Die wissenschaftliche und praxisorientierte Auseinandersetzung mit der Messung von Über-, Unter- und Fehlversorgung und mit ihren Ursachen und Einflussfaktoren bietet einen ergänzenden und erweiterten Zugang zu notwendigen Reformen der Rahmenordnung und entsprechenden Veränderungen der alltäglichen medizinischen Praxis. Diese Auseinandersetzung sensibilisiert erstens alle Beteiligten für Schwerpunkte und Ausmaß der Über-, Unter- und Fehlversorgung und damit für Prioritäten und konkrete Lösungsansätze. Zweitens stellt sie die Beziehung zwischen Arzt/Ärztin (oder Therapeut/Therapeutin oder Pflegende/r) und Patient/in sowie die Prozesse der Entscheidungsfindung ins Zentrum der Aufmerksamkeit. Diese Kommunikationsprozesse samt ihrer institutionellen Einbettung sind die zentrale alltägliche Handlungsebene, auf der sich Bedarfsorientierung und Angemessenheit einer Leistung und damit auch das Verhältnis zwischen Kosten und Nutzen letztlich entscheiden. Indem diese Handlungsebene und die Referenz einer bedarfsgerechten Versorgung in den Fokus treten, werden Herausforderungen, Interessenskonflikte, Einflussfaktoren und Lösungsansätze klarer sichtbar.

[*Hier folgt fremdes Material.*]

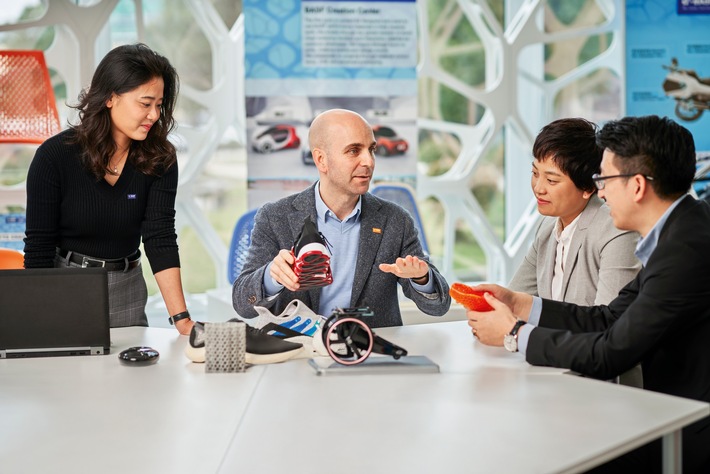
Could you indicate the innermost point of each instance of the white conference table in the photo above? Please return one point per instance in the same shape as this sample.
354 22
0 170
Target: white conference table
487 411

Reformen der Rahmenordnung leisten einen wichtigen Beitrag, die Bereitstellung und Verteilung der finanziellen, personellen, fachlichen und zeitlichen Ressourcen für eine bedarfsgerechte Gesundheitsversorgung und Prävention zu verbessern. Aber sie reichen nicht aus, um entsprechende Strukturen, Regelungen und Prozesse in der Umsetzung sicherzustellen. Hierzu sind Verhaltensänderungen auf der individuellen Ebene, neue Kompetenzen, zusätzliches Wissen und zum Teil auch neue Koalitionen und Zusammenarbeitsformen unter den Gesundheitsakteuren notwendig.

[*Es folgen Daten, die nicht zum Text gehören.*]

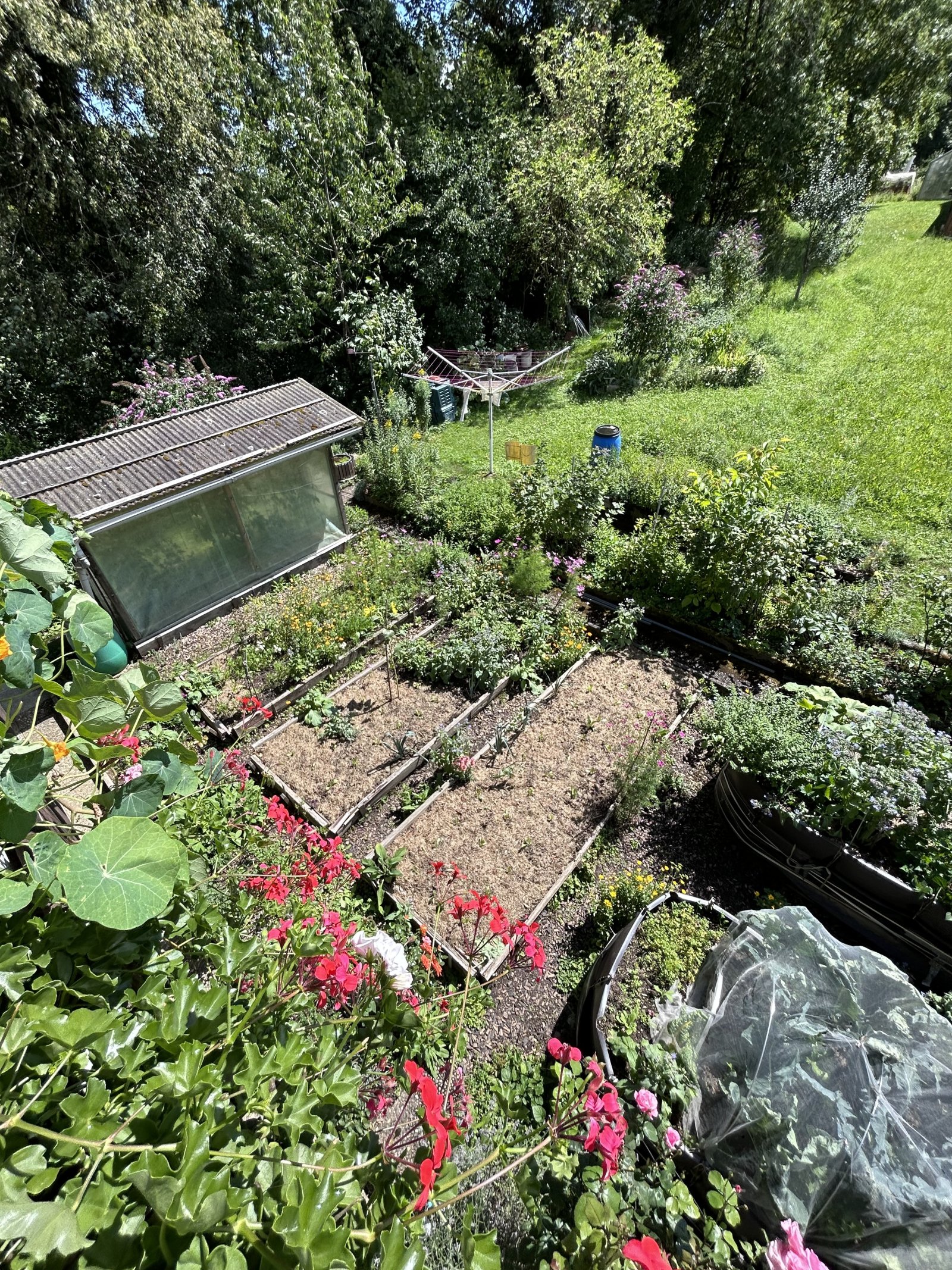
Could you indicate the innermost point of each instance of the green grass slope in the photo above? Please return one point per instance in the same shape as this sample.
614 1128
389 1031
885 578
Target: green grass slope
860 380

Die Entwicklung der gesetzlichen Rahmenordnung in der Schweiz

In der Schweiz wurde die Gesundheitsversorgung im Jahr 1996 mit dem Krankenversicherungsgesetz (KVG) auf ein grundlegend neues Fundament gestellt. Drei Ziele standen im Zentrum der umfassenden Reform:

  • Der gesamten Bevölkerung soll Zugang zu einer qualitativ hochstehenden Gesundheitsversorgung gewährleistet werden (Versorgungsziel).
  • Personen in bescheidenen wirtschaftlichen Verhältnissen sollen bei der Prämienzahlung finanziell entlastet werden (Solidaritätsziel).
  • Die Entwicklung der Gesundheits- bzw. Krankenversicherungskosten soll eingedämmt werden (Kostendämpfungsziel).

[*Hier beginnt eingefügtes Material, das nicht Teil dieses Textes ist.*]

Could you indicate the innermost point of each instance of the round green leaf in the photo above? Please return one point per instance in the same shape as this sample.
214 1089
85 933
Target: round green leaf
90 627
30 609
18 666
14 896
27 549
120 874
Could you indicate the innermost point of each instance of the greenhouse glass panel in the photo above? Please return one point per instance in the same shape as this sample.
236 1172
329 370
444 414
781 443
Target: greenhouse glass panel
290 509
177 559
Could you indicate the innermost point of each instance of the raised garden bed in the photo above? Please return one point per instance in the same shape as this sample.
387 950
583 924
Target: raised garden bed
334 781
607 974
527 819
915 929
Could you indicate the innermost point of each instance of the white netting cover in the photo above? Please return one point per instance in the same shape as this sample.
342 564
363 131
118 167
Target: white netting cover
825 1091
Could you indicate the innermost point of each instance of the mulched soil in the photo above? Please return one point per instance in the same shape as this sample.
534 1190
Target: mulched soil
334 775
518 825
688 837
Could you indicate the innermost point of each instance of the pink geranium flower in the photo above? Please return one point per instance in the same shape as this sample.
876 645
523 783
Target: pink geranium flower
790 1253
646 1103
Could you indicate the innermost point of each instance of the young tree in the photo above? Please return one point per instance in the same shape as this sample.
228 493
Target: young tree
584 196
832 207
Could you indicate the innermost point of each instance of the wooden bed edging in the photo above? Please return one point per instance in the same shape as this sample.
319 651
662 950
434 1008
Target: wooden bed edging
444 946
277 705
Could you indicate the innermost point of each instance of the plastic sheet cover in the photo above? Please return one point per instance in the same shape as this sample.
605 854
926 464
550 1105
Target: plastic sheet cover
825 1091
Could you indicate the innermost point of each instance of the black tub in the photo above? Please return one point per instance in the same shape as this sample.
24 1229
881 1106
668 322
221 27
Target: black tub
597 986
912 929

Wesentliche Neuerung bildete die Einführung eines abschließenden Grundleistungskatalogs, der mit einigen wenigen Ausnahmen, wie beispielsweise der Zahnmedizin, alle wesentlichen kurativen und rehabilitativen medizinischen und pflegerischen Leistungen umfasst. Die obligatorische Grundversicherung ist finanziert durch ein Kopfprämiensystem, welches durch ein einkommens- und vermögensbezogenes Prämienverbilligungssystem abgefedert wird. Die Stärkung wettbewerblicher Elemente ist ein weiterer Grundpfeiler des KVG. Mit dem neuen Krankenversicherungsgesetz sollten die Ziele einer bedarfsgerechten und qualitativ angemessenen, allen Personen zugänglichen und zugleich wirtschaftlichen Versorgung auf der Systemebene verankert werden. Durch das Versicherungsobligatorium und den umfassenden Leistungskatalog der Grundversicherung kommt der privaten Zusatzversicherung in der Schweiz eine rein ergänzende Rolle zu. Grund- und Zusatzversicherung sind aufsichtsrechtlich und in Bezug auf Leistungsverträge und Tarifverhandlungen voneinander getrennt. Es gibt aber in der Schweiz keine zwei Klassen von Versicherten in der umfassenden Grundversicherung und -versorgung.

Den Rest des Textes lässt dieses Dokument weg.